Non ho nemmeno pensato a chi fosse l'uomo con cui ero andata a letto, ho solo pensato di risarcirlo economicamente, come scusa, per l'aggressione e l'offesa che avrebbe potuto subire, da parte di una donna pazza e ubriaca che si era praticamente offerta a lui, seducendolo.

Non sono stupida, in base ai miei ricordi, e alla mia personale tortura, è stato confermato che, di noi due, quella che aveva provocato tutto, incomprensibilmente, per me, conoscendomi, ero stata io.

Oltre a rubargli la camicia, il minimo che potessi fare era lasciare un risarcimento economico, e così feci, lasciando quel mucchio di banconote sul cassettone, per poi lasciare la stanza come il diavolo comanda. Solo quando mi ritrovai in un taxi, diretto all'appartamento che condividevo con Morgan, tirai un sospiro di sollievo.

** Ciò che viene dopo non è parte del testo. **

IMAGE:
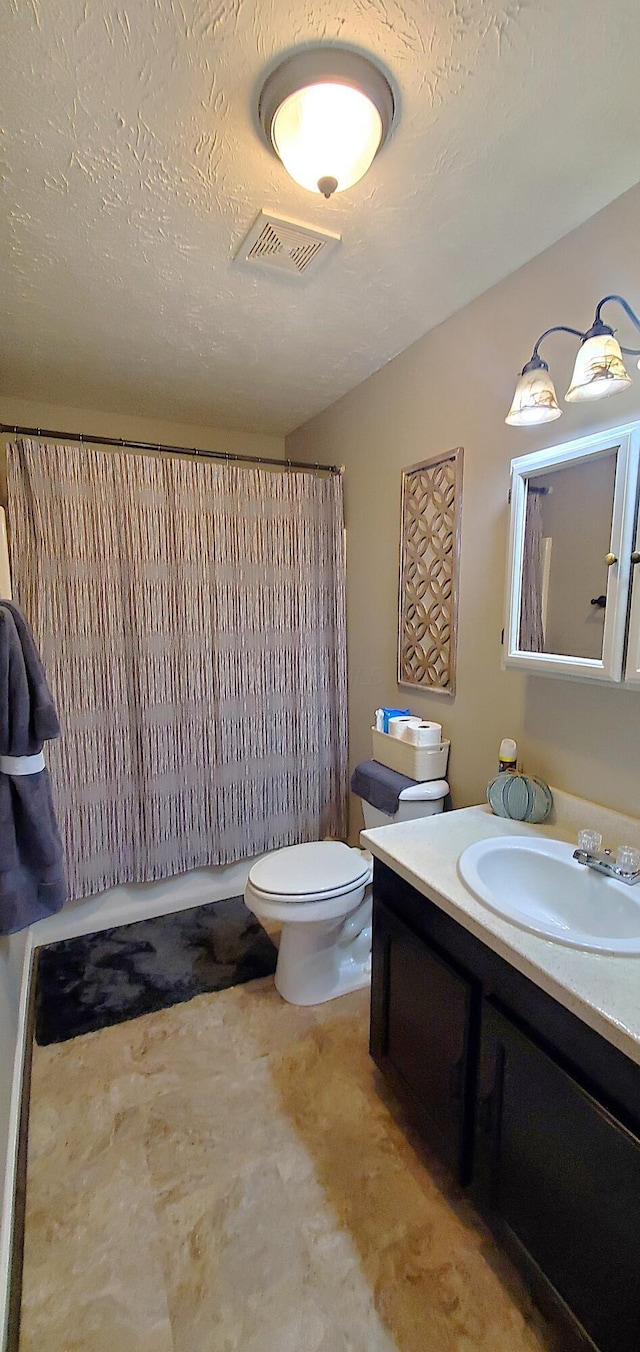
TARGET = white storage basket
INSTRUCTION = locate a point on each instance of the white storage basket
(421, 763)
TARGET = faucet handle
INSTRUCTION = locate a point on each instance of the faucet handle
(589, 841)
(628, 859)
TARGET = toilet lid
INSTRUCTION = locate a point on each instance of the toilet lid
(299, 870)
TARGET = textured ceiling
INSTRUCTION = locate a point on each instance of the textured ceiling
(131, 171)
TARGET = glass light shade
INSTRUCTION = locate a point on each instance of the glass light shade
(535, 399)
(326, 131)
(598, 371)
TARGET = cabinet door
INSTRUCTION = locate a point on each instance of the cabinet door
(559, 1179)
(421, 1036)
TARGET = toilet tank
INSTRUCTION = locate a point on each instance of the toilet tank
(418, 801)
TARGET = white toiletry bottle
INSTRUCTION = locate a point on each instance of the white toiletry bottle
(508, 755)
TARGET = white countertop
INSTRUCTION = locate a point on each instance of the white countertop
(601, 990)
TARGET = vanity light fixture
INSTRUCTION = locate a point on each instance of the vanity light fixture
(326, 112)
(598, 371)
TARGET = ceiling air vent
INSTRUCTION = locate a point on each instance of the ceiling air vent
(286, 246)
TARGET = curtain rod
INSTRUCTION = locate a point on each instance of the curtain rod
(176, 450)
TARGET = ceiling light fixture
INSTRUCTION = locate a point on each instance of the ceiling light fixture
(598, 371)
(326, 112)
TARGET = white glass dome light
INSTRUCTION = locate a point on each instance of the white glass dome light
(598, 371)
(326, 114)
(535, 399)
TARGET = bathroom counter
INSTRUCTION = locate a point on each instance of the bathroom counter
(604, 991)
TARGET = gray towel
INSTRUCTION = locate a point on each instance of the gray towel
(33, 879)
(379, 786)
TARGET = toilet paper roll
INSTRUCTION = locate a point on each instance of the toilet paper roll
(398, 723)
(422, 734)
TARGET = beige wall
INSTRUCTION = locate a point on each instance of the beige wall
(452, 388)
(56, 417)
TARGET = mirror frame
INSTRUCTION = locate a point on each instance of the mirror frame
(608, 668)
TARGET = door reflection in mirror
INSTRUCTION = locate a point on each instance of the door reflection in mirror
(567, 536)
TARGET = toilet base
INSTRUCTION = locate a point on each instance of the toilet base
(321, 960)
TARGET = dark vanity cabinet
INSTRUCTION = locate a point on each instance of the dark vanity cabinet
(424, 1040)
(529, 1107)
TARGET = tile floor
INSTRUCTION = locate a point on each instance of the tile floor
(232, 1175)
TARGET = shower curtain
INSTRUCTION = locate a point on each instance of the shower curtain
(191, 619)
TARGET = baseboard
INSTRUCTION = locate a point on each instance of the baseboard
(14, 1187)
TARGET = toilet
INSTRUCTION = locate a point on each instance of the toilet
(321, 897)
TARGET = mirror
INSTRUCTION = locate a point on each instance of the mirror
(567, 537)
(573, 515)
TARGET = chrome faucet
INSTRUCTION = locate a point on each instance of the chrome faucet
(625, 867)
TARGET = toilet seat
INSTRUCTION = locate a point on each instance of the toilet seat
(314, 872)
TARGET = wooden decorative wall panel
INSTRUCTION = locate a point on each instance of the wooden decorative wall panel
(429, 565)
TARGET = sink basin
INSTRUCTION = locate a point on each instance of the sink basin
(537, 884)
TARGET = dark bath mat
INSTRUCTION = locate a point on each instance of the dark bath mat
(94, 980)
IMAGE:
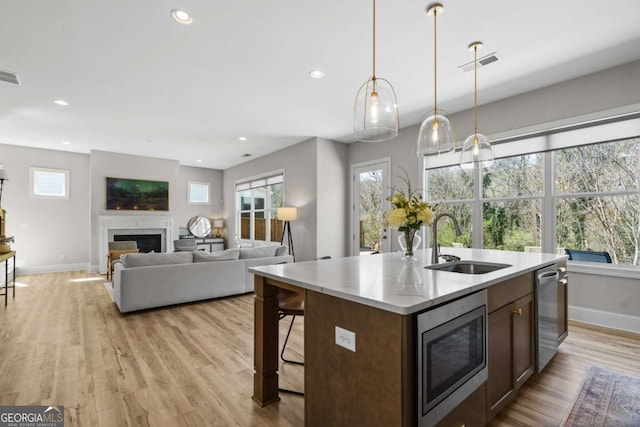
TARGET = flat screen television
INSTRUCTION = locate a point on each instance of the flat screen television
(137, 195)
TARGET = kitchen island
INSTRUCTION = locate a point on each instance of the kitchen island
(369, 304)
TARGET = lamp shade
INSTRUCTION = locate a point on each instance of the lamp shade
(288, 214)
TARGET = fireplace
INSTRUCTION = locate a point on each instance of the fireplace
(143, 228)
(146, 242)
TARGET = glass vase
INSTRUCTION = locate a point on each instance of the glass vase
(409, 241)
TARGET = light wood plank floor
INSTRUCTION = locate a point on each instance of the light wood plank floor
(63, 342)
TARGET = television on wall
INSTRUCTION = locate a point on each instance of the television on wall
(137, 195)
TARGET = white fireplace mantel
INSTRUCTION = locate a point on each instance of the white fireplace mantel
(107, 223)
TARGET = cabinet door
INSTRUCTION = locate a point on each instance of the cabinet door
(500, 383)
(523, 339)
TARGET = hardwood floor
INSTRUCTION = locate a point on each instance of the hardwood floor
(63, 342)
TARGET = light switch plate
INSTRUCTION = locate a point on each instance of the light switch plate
(346, 339)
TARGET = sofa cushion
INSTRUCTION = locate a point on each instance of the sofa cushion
(226, 255)
(258, 252)
(145, 260)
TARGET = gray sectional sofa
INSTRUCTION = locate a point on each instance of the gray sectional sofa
(147, 280)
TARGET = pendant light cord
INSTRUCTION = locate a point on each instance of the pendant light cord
(374, 41)
(435, 62)
(475, 92)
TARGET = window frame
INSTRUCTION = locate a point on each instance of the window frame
(546, 142)
(191, 185)
(265, 182)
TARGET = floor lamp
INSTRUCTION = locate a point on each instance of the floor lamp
(287, 215)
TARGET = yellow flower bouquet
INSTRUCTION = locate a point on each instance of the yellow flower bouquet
(409, 212)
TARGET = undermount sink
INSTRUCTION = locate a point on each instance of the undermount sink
(468, 267)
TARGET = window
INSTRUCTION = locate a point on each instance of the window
(450, 189)
(199, 193)
(597, 199)
(584, 197)
(512, 191)
(257, 203)
(48, 183)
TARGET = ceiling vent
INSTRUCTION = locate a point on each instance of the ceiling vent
(482, 62)
(6, 76)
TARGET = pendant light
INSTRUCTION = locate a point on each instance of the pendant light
(375, 111)
(436, 132)
(477, 147)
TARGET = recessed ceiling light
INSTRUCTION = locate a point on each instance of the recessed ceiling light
(316, 74)
(181, 16)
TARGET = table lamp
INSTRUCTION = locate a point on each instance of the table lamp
(218, 224)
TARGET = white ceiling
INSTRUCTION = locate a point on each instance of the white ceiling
(139, 83)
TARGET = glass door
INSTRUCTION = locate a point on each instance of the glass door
(369, 199)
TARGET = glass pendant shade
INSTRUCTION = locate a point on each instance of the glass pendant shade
(375, 112)
(476, 149)
(436, 134)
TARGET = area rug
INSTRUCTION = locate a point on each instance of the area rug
(607, 398)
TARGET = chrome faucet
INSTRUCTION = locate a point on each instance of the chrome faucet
(434, 232)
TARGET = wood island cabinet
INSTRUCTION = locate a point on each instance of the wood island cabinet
(511, 335)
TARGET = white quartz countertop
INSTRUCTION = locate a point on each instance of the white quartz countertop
(387, 282)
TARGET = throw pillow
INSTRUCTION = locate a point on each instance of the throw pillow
(258, 252)
(226, 255)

"Dove diavolo sei stato..." - si interruppe improvvisamente facendomi rimbalzare la testa come una pallina da flipper. - "Aspetta...! No, prima spiegami, e nei dettagli, cos'è che indossi. È una camicia da uomo?"- quest'ultimo grido della madre superiore Morgan, mi fece quasi esplodere la testa, c'era ancora il resto della fanfara di tamburi e trombe nel mio cervelletto, e le urla di quella pazza, non aiutavano molto.

"Ti dirò tutto, ma prima dammi qualcosa per questo mal di testa, questa sbornia mi sta uccidendo, e per favore non urlare, o giuro che mi sbatto contro quel muro, fino a cadere in coma" - dissi dirigendomi verso il nostro piccolo angolo cottura, per prendere una bottiglia d'acqua dal frigorifero, avevo sete.

"Non è a causa dell'alcol che sei stato drogato con una sostanza afrodisiaca che Elisabeth e le sue amiche ti hanno dato, a quanto pare aveva prenotato una stanza con alcuni divertimenti che..." - un gemito di incredulità e furia mi sfuggì dalla bocca, interrompendo le parole di Morgan.

"Cosa stai...? Cosa mi stai dicendo?", chiesi mentre un'idea inquietante e pericolosa mi balenava in testa.

"Quindi, quel fottuto porco con cui sono andata a letto non era innocente come speravo, era stato pagato da quel bastardo di Elisabeth?", pensai furiosa, pensando che anch'io lo avevo pagato per i servizi resi, aveva preso una bella somma di denaro per avermi rubato la verginità.